DRUG treatment services need urgent investment if Scotland is to see a reduction in the number of people dying of overdoses, suicides and health conditions related to drug use, it has been claimed.

The Scottish Affairs Committee will tomorrow launch its report on problem drug use in Scotland in which is it expected to recommend substantial reform, including a call for drugs to be decriminalised. It heard consistent evidence in support of the approach during its inquiry, announced in March and chaired by SNP MP Pete Wishart.

But leading academics and those working to support drug users told the Sunday National that without adequate investment in drug treatment, the policy would not deliver the dramatic impact needed to save lives.

Last year drug-related deaths – which record overdoses but not related suicides or health conditions – reached an all-time high of 1187. It is understood that early data from the Alcohol and Drug Partnerships (ADPs) suggest numbers will be higher again this year.

Yet last week, drug rehab services in Glasgow saw beds reduced from 55 to 14. While the council claimed beds lay empty, charities hit back, insisting people on Opiate Replacement Therapy (ORT) such as methadone were not being supported to take up places.

Going to a rehab unit usually involves reducing methadone or suboxone to minimal doses with the help of community addiction workers.

Founders and staff at the privately run Castle Craig rehab, which previously treated about 250 Scots said it now only has two or three NHS Scotland-funded patients a year.

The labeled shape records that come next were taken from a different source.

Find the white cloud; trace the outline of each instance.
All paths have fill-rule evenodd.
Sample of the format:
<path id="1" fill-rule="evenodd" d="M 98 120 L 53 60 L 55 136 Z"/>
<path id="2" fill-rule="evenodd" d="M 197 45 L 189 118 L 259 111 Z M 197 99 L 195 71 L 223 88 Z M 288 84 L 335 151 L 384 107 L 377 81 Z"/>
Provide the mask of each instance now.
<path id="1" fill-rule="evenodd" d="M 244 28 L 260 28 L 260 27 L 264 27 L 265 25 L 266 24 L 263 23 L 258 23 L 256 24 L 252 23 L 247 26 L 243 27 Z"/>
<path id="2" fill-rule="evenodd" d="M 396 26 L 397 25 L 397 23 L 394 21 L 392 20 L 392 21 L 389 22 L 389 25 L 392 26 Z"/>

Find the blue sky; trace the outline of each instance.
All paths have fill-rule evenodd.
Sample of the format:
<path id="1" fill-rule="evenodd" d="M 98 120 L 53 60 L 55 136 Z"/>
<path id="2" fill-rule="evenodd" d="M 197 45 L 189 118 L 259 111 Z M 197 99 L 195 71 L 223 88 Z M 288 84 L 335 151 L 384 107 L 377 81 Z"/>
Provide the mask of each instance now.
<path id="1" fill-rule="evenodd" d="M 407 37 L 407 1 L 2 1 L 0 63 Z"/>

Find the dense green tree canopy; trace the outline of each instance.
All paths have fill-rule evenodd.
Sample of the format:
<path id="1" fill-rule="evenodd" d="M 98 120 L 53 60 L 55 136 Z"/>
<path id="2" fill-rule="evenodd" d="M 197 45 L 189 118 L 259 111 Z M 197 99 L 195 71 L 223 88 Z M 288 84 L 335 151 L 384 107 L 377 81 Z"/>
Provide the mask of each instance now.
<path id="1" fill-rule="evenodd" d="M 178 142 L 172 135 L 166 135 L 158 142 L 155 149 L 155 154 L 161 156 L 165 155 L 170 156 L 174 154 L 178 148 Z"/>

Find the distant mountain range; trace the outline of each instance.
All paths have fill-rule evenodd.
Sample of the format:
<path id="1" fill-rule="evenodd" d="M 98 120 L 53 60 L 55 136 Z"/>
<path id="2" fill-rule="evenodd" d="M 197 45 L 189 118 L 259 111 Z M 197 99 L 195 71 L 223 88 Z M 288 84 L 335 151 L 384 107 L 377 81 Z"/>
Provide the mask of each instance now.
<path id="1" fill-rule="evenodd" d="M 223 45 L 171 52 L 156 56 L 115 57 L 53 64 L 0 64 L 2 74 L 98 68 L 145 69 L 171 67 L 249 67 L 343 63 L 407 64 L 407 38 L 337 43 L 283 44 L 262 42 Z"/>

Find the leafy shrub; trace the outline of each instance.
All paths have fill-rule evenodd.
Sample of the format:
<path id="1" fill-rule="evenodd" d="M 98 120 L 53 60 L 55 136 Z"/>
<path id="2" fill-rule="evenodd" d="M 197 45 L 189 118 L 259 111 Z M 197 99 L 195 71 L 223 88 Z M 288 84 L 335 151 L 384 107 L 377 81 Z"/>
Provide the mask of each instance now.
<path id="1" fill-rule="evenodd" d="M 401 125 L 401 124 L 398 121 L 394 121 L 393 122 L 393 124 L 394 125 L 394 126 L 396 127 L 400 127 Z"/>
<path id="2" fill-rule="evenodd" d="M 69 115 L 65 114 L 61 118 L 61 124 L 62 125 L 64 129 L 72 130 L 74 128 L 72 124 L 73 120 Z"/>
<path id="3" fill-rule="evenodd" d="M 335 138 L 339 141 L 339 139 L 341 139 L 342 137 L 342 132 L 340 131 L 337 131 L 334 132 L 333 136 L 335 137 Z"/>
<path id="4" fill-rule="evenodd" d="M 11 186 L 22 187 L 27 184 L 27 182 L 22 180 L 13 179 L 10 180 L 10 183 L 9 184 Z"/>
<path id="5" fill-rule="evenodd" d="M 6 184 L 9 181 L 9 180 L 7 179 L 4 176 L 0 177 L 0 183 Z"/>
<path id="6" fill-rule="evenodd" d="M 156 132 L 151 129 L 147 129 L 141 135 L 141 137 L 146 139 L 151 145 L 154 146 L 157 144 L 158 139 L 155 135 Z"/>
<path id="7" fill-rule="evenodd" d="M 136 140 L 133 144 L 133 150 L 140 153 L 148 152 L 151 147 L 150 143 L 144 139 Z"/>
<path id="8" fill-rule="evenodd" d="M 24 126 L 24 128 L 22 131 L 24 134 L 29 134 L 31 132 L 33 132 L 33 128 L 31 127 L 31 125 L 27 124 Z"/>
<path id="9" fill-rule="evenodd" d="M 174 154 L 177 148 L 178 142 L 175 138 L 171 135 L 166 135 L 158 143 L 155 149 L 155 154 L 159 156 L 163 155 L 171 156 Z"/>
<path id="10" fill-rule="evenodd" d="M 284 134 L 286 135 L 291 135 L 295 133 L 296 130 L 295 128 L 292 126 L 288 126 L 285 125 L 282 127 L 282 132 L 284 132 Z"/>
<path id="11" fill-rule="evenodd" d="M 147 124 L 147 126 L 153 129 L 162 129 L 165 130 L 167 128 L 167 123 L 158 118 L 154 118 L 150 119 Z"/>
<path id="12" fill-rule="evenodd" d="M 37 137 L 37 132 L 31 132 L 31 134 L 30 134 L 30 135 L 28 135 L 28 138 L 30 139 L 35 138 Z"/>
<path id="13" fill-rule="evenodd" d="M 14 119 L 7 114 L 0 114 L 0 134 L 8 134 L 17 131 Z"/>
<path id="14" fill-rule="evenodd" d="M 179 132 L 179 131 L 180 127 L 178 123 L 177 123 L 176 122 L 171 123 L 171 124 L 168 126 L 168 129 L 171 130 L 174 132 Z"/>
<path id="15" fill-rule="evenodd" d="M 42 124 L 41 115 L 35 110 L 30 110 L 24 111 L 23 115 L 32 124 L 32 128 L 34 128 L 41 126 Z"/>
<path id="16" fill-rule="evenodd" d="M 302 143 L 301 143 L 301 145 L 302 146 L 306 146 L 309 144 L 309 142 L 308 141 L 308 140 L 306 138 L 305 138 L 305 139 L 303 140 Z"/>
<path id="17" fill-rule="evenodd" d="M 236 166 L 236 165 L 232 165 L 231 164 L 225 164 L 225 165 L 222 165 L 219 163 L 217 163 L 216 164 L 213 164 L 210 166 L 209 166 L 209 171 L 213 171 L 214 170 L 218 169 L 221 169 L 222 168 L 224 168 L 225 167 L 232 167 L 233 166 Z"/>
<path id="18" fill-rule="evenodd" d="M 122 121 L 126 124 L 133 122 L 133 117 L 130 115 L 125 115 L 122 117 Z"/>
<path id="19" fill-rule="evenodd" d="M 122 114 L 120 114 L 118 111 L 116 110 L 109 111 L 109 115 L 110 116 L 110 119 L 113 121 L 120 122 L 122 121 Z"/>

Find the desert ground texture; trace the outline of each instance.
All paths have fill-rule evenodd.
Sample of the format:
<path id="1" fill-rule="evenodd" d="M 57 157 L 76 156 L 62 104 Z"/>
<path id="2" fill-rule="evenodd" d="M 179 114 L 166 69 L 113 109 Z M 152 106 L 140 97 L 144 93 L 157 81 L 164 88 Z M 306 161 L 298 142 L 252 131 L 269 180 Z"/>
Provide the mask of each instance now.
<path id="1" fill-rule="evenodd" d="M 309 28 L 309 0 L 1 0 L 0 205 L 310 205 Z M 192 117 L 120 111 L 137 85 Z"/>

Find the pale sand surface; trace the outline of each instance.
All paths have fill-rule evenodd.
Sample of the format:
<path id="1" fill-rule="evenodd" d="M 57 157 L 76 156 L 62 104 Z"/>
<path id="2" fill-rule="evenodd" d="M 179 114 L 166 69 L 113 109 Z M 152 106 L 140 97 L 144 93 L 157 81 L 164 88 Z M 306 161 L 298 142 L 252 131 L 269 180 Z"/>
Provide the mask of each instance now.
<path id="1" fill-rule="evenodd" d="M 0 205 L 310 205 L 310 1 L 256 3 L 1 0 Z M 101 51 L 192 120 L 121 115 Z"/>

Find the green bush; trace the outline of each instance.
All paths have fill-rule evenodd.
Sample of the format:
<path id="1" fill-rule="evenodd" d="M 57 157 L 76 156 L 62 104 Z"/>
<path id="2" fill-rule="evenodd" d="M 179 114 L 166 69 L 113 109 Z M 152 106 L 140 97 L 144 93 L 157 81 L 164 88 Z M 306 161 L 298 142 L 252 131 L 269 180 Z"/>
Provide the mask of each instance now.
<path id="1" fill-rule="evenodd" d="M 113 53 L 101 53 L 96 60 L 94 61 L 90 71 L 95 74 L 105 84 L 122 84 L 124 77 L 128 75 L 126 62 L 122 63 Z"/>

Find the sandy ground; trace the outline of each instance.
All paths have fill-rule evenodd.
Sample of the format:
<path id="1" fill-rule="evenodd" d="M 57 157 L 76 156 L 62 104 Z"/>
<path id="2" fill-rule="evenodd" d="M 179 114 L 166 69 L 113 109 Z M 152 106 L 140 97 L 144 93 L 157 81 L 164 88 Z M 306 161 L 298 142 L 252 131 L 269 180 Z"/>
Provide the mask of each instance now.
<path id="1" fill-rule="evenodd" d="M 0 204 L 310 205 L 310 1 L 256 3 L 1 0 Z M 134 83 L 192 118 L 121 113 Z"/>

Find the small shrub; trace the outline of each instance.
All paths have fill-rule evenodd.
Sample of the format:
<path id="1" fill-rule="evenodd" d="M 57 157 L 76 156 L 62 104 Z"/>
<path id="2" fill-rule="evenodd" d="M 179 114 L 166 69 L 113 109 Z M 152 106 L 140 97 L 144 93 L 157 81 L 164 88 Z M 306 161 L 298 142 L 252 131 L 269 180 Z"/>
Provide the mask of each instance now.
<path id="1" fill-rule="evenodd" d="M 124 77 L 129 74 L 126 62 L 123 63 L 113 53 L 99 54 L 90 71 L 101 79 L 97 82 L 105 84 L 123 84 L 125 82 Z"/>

More than 200 from the Netherlands are funded by the Dutch Government.

Staff at Jericho House rehab in Greenock said despite recovery rates that exceed national averages, it receives no statutory funding, forcing it to the brink of closure last year.

Others claimed that wrap around psycho-social services such as counselling, mental health support and cognitive therapies had been stripped back, leaving people without treatment plans and just 10 minutes a week with a drug worker.

Though both the current and previous Scottish Government strategies aim for a “person centred approach” to drug treatment, it is argued that is impossible without giving people options.

In an action plan published late last week the Scottish Government committed to “develop and implement a programme of work to improve access to treatment and recovery services” but not until 2021.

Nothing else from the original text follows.